Starting from rest a body slides down a `45^(@)` inclined plane in twice the time it takes to slide down the same distance in the absence of friction. The coefficient of the body and the inclined plane is :

To solve the problem of finding the coefficient of friction between a body and a 45-degree inclined plane, we can follow these steps: ### Step-by-Step Solution: 1. **Understanding the Problem:** - We have a body sliding down a 45-degree inclined plane. - The body starts from rest and takes twice the time to slide down the same distance when friction is present compared to when it is absent. 2. **Case 1: Frictionless Incline** - When there is no friction, the only force acting on the body is the component of gravitational force along the incline. - The acceleration \( a_1 \) of the body is given by: \[ a_1 = g \sin \theta \] where \( \theta = 45^\circ \).

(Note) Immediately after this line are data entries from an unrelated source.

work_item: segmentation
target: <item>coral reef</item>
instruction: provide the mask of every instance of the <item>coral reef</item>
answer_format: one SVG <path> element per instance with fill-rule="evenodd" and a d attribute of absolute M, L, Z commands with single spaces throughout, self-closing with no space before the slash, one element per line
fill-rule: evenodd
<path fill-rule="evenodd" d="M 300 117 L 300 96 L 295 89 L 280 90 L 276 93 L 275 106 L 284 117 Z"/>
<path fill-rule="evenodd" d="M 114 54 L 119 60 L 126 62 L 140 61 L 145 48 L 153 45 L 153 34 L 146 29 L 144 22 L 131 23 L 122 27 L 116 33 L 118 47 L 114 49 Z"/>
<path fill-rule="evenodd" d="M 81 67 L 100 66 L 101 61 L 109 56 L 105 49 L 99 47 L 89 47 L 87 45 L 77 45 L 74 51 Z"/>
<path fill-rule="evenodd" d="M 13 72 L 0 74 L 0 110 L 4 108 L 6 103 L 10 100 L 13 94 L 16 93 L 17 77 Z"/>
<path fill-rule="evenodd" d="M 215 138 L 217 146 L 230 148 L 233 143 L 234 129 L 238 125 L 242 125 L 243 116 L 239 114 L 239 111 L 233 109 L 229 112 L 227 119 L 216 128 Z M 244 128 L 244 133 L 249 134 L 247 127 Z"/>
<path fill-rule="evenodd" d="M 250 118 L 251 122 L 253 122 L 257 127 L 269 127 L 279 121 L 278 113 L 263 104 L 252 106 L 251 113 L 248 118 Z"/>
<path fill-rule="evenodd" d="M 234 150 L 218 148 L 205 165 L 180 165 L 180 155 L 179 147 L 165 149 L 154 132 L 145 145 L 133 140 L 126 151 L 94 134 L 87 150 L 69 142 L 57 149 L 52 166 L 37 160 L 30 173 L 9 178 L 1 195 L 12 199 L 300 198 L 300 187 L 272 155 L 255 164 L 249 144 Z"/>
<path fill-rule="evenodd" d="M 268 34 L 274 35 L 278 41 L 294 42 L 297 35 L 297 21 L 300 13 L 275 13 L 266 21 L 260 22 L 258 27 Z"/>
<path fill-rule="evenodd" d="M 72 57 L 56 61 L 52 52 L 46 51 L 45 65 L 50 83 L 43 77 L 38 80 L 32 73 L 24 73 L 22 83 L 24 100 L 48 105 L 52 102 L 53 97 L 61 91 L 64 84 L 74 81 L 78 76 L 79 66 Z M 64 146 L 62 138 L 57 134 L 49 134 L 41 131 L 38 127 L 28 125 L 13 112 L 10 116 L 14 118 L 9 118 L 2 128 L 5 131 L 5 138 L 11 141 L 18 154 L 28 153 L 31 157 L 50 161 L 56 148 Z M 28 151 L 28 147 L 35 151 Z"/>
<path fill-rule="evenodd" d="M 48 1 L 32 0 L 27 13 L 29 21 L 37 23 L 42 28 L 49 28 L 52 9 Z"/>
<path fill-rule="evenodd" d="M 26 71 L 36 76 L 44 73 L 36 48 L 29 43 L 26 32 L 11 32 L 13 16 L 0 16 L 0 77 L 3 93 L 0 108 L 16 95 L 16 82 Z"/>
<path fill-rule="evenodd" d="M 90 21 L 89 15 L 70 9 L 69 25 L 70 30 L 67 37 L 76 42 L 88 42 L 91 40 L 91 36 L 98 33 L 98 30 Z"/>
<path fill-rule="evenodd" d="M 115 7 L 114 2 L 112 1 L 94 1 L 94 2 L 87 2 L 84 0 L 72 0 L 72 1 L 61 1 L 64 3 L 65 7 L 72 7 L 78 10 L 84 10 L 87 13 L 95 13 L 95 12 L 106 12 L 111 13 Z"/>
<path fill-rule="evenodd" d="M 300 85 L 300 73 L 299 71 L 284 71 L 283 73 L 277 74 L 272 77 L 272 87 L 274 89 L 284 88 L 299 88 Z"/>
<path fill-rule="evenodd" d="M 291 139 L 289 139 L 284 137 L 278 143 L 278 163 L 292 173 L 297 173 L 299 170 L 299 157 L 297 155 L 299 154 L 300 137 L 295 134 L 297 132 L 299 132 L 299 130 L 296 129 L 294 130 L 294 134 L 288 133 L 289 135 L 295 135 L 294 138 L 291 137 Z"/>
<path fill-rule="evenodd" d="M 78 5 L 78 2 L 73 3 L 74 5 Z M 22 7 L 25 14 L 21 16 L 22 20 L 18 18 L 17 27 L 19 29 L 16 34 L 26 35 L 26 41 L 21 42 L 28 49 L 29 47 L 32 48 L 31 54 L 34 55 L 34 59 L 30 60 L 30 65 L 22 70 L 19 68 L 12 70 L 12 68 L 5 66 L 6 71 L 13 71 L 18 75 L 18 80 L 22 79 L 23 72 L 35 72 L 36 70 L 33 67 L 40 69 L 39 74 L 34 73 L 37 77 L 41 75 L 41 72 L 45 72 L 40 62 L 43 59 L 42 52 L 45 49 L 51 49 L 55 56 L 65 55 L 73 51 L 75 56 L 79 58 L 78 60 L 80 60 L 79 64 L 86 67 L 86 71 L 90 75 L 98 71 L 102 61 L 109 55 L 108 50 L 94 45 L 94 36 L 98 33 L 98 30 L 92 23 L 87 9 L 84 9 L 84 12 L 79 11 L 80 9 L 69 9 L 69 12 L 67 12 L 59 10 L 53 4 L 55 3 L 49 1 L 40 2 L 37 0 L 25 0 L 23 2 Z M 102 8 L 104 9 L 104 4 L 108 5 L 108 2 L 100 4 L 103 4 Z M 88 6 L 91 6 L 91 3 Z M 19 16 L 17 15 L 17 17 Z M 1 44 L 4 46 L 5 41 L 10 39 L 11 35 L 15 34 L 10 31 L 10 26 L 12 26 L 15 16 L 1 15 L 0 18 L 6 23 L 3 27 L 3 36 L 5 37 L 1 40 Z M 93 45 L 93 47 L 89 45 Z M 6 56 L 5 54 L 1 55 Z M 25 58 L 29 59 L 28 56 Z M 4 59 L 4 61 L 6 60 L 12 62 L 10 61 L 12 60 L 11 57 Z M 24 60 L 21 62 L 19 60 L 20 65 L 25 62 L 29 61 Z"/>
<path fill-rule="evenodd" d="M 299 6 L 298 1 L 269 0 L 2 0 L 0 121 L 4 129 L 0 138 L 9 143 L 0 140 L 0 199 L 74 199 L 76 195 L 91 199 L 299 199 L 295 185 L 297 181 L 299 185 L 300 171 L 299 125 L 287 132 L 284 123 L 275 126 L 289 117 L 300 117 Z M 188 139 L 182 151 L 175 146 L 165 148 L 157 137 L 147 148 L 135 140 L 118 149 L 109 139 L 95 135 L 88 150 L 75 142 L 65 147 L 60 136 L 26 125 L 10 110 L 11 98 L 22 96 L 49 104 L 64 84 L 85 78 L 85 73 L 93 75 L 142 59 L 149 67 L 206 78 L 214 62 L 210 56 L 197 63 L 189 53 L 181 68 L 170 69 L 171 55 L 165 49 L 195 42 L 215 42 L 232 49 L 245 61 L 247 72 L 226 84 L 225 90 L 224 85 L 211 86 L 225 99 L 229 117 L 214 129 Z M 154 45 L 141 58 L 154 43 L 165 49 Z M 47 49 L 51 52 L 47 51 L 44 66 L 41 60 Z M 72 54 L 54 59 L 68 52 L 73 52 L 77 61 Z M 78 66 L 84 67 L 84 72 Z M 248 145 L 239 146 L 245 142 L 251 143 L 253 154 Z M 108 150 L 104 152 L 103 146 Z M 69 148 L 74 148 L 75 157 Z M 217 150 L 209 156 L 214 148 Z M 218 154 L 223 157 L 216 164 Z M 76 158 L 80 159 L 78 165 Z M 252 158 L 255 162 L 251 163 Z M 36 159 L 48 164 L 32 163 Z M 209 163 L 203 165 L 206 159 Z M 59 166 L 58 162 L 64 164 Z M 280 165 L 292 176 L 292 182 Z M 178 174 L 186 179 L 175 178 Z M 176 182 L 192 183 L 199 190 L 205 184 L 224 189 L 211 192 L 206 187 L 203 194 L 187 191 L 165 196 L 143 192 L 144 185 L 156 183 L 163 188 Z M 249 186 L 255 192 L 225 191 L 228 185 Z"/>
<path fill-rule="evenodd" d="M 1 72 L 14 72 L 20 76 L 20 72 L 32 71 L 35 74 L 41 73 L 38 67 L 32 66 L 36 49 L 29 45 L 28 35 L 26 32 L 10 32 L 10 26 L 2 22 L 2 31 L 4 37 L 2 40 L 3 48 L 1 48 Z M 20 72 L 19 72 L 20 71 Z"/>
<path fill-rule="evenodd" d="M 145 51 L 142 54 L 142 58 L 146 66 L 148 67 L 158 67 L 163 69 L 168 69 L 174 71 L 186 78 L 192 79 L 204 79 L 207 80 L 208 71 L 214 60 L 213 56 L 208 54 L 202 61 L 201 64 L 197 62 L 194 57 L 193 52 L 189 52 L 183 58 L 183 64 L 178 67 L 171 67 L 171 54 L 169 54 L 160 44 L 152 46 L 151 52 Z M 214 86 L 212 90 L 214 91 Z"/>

Thus, \( \sin 45^\circ = \frac{1}{\sqrt{2}} \), and we have: \[ a_1 = g \cdot \frac{1}{\sqrt{2}} = \frac{g}{\sqrt{2}} \] 3. **Using the Equation of Motion:** - The distance \( s \) covered in time \( t \) can be expressed as: \[ s = ut + \frac{1}{2} a_1 t^2 \] Since the body starts from rest, \( u = 0 \): \[ s = \frac{1}{2} a_1 t^2 = \frac{1}{2} \cdot \frac{g}{\sqrt{2}} t^2 \] 4. **Case 2: Incline with Friction** - When friction is present, the net force acting on the body is: \[ F = mg \sin \theta - \mu mg \cos \theta \] - The acceleration \( a_2 \) can be expressed as: \[ a_2 = g \sin \theta - \mu g \cos \theta \] Substituting \( \theta = 45^\circ \): \[ a_2 = g \cdot \frac{1}{\sqrt{2}} - \mu g \cdot \frac{1}{\sqrt{2}} = \frac{g}{\sqrt{2}}(1 - \mu) \] 5. **Using the Equation of Motion for Case 2:** - The time taken to slide down with friction is \( 2t \): \[ s = u(2t) + \frac{1}{2} a_2 (2t)^2 \] Again, since \( u = 0 \): \[ s = \frac{1}{2} a_2 (2t)^2 = 2 a_2 t^2 \] - Substituting for \( a_2 \): \[ s = 2 \left(\frac{g}{\sqrt{2}}(1 - \mu)\right) t^2 \] 6. **Equating Distances:** - Since both cases cover the same distance \( s \): \[ \frac{1}{2} \cdot \frac{g}{\sqrt{2}} t^2 = 2 \left(\frac{g}{\sqrt{2}}(1 - \mu)\right) t^2 \] - Simplifying gives: \[ \frac{1}{2} = 4(1 - \mu) \] - Rearranging: \[ 1 - \mu = \frac{1}{8} \] \[ \mu = 1 - \frac{1}{8} = \frac{7}{8} \] 7. **Final Calculation:** - The coefficient of friction \( \mu \) is: \[ \mu = 0.875 \] ### Conclusion: The coefficient of friction between the body and the inclined plane is \( \mu = 0.875 \).